Net Zero Homes
A zero energy building (ZEB) or net zero energy building is a general term applied to a building’s use with zero net energy consumption and zero carbon emissions annually. Zero energy buildings can be used autonomously from the energy grid supply – energy can be harvested on-site. The net zero design principle can be applied to virtually any I.G. Construction new home or building plan. Generally, the more extreme the exposure to the elements the more energy is needed to achieve a comfortable environment, therefore ZEB is often recommended to our clients.
The zero fossil energy consumption principle is gaining considerable interest as renewable energy harvesting is a means to cut greenhouse gas emissions. Statistics show that traditional building use can consume 40% or more of the total fossil energy.
Types of Net-Zero Energy Buildings
A building may meet multiple NZEB definitions, increasing its merit as an NZEB.
Net-Zero Site Energy — A building that produces and exports at least as much renewable energy as the total energy it imports and uses in a year, when accounted for at the site.

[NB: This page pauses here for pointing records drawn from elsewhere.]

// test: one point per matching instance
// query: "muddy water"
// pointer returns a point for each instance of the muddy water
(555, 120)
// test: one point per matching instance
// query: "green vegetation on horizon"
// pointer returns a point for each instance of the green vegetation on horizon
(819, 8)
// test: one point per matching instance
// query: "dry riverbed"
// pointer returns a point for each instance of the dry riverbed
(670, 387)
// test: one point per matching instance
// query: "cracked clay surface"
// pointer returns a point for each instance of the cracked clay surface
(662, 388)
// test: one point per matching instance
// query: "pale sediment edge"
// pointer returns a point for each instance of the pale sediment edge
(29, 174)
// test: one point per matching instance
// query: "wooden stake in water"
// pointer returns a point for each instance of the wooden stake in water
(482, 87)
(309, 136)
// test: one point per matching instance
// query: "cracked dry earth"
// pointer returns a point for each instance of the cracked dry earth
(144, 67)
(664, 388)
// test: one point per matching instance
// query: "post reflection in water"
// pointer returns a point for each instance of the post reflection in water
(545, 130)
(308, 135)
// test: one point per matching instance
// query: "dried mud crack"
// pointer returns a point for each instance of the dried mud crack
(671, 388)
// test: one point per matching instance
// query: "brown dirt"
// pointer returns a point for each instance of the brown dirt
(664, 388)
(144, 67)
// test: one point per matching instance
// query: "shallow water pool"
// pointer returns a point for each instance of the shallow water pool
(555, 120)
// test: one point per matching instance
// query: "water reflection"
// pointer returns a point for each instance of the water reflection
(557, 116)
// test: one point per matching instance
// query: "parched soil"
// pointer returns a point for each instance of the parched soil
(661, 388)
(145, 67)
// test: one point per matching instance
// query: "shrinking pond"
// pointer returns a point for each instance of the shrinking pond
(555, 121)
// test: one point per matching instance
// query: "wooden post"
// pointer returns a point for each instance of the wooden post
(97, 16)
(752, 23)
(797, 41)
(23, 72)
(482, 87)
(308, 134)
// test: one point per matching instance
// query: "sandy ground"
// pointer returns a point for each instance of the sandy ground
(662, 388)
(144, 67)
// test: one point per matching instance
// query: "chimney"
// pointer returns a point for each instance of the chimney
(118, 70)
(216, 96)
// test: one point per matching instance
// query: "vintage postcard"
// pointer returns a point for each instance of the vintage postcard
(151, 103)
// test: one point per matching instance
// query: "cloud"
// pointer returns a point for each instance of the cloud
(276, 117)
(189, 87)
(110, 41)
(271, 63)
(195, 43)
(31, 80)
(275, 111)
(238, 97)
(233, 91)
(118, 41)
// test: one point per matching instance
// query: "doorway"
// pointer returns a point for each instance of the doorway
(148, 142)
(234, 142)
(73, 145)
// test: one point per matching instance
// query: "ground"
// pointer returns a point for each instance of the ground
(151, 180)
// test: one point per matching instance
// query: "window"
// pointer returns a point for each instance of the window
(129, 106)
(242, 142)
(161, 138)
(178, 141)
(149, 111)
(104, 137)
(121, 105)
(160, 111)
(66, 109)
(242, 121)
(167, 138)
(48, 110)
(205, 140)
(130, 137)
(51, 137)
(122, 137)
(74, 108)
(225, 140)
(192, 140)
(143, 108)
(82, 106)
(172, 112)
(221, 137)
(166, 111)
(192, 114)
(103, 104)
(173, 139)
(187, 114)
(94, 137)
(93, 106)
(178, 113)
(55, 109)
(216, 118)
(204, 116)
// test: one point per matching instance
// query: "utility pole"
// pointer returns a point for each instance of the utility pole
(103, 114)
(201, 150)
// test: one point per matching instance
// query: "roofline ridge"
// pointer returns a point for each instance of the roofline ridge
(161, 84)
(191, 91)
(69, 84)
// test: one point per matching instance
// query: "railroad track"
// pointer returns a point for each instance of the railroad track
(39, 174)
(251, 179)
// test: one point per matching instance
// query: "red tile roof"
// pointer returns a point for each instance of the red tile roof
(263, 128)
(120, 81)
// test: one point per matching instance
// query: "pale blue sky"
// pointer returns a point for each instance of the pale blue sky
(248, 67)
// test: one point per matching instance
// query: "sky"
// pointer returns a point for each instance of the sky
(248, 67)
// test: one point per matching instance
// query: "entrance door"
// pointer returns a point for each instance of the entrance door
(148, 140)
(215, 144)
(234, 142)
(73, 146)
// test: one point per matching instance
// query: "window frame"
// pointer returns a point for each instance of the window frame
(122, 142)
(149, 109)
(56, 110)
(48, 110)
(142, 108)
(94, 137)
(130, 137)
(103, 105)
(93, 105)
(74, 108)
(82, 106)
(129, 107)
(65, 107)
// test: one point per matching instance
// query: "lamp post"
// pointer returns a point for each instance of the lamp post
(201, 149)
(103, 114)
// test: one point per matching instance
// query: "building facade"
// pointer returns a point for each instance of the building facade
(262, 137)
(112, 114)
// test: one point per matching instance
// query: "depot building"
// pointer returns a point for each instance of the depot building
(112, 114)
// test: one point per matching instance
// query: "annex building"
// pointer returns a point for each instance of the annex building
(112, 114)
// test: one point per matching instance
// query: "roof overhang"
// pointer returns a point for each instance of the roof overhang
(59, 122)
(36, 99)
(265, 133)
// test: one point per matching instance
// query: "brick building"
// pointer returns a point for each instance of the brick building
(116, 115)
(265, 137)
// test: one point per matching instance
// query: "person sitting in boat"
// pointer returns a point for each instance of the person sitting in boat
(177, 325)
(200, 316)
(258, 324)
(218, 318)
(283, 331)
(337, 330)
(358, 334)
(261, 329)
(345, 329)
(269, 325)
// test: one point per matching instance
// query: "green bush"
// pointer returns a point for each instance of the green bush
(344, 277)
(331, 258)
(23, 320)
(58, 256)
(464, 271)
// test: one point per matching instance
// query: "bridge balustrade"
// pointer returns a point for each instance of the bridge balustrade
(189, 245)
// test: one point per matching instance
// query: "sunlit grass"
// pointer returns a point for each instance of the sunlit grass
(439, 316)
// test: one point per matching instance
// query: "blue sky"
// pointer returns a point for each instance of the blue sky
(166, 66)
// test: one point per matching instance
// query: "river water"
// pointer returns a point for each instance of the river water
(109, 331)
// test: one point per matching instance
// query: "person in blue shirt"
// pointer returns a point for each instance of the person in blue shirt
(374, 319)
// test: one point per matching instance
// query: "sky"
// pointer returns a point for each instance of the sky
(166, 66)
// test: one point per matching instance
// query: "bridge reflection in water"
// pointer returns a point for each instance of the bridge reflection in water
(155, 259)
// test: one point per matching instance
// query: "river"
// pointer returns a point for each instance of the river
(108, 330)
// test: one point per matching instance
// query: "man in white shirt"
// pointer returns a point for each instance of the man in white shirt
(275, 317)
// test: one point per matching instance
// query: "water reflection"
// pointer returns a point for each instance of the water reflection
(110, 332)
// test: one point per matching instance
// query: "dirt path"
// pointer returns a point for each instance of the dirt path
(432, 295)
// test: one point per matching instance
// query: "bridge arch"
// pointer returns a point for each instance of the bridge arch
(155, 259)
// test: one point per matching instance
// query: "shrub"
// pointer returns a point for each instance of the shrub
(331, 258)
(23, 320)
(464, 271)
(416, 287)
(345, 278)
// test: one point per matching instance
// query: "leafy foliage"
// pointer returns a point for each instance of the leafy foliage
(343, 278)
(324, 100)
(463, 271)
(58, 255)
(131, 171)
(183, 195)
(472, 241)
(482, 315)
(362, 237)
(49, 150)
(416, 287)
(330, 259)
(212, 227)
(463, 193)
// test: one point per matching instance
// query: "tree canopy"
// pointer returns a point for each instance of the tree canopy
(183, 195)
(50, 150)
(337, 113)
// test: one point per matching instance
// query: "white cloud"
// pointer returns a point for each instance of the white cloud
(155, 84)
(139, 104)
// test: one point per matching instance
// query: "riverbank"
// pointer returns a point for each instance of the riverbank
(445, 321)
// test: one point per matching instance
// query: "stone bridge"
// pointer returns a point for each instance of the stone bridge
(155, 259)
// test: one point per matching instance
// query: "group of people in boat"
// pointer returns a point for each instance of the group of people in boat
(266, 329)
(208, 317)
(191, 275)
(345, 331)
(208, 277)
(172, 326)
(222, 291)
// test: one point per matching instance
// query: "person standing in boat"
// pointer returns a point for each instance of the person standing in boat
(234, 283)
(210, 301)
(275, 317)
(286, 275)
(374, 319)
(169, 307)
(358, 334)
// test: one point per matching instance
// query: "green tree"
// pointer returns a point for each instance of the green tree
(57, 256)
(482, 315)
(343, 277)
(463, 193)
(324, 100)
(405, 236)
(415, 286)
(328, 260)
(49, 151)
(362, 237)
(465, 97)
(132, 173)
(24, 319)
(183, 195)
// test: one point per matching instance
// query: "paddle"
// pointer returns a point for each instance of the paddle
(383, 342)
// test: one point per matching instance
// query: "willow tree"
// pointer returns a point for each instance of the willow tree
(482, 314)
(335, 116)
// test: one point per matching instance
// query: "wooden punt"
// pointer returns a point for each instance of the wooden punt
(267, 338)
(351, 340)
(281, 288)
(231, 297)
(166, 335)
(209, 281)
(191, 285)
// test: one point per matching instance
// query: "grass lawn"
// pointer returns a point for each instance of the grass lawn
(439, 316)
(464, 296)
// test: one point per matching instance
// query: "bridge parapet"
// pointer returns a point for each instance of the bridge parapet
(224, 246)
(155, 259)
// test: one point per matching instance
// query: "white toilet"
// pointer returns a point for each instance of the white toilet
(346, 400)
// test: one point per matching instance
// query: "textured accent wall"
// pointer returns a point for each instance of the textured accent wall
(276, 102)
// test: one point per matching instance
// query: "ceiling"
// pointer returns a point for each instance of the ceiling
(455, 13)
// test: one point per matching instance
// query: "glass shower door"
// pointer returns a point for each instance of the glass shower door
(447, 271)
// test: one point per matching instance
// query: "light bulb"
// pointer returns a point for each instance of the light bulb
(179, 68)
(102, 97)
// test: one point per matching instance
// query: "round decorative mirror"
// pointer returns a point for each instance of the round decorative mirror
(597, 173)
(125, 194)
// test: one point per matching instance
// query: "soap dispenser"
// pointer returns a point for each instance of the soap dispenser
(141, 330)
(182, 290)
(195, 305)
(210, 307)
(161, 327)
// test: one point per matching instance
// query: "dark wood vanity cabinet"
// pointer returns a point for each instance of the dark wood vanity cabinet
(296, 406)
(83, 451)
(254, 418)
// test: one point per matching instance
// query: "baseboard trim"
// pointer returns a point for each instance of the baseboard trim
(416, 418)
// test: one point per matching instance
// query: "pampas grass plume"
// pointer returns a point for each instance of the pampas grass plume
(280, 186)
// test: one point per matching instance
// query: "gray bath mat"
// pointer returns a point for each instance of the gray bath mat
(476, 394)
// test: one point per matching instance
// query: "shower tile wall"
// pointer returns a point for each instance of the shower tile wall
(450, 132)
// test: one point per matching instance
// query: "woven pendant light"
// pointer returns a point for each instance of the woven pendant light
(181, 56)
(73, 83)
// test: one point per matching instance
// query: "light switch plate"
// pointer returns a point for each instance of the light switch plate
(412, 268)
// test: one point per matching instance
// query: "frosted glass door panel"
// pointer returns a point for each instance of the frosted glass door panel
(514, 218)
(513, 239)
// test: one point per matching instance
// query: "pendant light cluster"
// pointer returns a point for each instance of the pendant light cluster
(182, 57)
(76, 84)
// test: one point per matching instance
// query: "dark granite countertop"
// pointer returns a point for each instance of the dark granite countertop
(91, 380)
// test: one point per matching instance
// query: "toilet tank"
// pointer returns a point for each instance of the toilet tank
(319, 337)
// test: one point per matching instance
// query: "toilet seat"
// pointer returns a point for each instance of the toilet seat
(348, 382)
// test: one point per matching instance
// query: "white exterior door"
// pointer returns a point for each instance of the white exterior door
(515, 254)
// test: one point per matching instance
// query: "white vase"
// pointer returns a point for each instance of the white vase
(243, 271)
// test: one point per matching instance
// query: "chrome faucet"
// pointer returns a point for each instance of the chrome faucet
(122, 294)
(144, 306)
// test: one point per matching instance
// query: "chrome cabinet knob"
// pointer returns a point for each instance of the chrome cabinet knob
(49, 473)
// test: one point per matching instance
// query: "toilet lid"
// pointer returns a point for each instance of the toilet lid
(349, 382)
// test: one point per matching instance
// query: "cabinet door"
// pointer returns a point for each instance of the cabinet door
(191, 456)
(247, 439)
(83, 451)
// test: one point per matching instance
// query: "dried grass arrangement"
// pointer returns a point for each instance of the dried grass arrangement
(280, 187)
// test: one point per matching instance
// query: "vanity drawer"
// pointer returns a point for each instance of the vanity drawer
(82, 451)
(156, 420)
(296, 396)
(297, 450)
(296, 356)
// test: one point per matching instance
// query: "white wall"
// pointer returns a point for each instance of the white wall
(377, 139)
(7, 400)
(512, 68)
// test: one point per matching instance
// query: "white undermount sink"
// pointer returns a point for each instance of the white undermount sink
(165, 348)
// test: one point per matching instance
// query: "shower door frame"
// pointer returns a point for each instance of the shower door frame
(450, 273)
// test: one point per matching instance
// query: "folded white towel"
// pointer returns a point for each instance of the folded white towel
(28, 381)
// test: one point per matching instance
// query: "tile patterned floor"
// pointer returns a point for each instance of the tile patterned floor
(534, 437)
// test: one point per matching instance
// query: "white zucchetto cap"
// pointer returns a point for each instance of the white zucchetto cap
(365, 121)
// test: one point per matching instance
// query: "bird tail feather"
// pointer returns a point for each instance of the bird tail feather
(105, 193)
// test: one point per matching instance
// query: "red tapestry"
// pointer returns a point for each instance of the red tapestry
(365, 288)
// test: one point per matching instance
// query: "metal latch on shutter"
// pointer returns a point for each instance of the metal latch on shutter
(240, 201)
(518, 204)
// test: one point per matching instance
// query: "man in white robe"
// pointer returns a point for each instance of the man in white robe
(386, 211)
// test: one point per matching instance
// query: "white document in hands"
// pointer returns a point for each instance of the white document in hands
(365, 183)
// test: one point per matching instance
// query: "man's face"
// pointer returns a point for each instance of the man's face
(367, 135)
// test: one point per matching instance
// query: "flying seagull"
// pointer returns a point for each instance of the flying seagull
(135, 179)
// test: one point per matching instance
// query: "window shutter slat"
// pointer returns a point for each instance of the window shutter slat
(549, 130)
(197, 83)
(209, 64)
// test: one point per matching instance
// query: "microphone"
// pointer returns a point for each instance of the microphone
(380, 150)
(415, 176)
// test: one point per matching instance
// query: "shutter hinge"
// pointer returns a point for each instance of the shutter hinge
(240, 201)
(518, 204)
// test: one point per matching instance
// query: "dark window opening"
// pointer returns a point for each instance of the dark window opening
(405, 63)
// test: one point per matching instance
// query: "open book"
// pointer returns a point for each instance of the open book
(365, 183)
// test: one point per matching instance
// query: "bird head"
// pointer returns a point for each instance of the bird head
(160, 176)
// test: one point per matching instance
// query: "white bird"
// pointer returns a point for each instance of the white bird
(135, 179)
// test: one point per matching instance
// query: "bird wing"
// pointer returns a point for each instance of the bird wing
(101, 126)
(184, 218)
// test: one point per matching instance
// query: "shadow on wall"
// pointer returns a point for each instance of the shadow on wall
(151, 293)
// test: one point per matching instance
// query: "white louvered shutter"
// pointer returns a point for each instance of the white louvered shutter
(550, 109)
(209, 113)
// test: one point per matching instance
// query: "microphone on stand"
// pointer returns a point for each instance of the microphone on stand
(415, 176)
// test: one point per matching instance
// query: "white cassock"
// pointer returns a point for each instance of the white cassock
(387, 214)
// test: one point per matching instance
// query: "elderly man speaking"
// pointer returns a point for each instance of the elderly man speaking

The measurement time frame is annual.
Net-Zero Source Energy — A building that produces and exports at least as much renewable energy as the total energy it imports and uses in a year, when accounted for at the source. “Source energy” refers to the primary energy required to generate and deliver the energy to the site. To calculate a building’s total source energy, imported and exported energy is multiplied by the appropriate site-to-source conversion multipliers.
Net-Zero Energy Costs — A building where the amount of money a utility pays the building’s owner for the renewable energy the building exports to the grid is at least equal to the amount the owner pays the utility for the energy services and energy used over the year.
Net-Zero Energy Emissions — A building that produces and exports at least as much emissions-free renewable energy as it imports and uses from emission-producing energy sources annually. Carbon dioxide, nitrogen oxides, and sulfur oxides are common emissions that NZEBs offset.
During the design phase, the I. G. Construction team can determine which net-zero energy definition to pursue based on the project goals and the values of the design team and the client.
All I.G. Construction clients care about energy costs and work closely with us to achieve the net-zero energy costs definition. Organizations such as the U.S. Department of Energy are concerned with national energy numbers, and are typically interested in reaching net-zero source energy. A building designer may be interested in site energy use for energy code requirements. Finally, those who are concerned about pollution from power plants and the burning of fossil fuels may be interested in reducing emissions.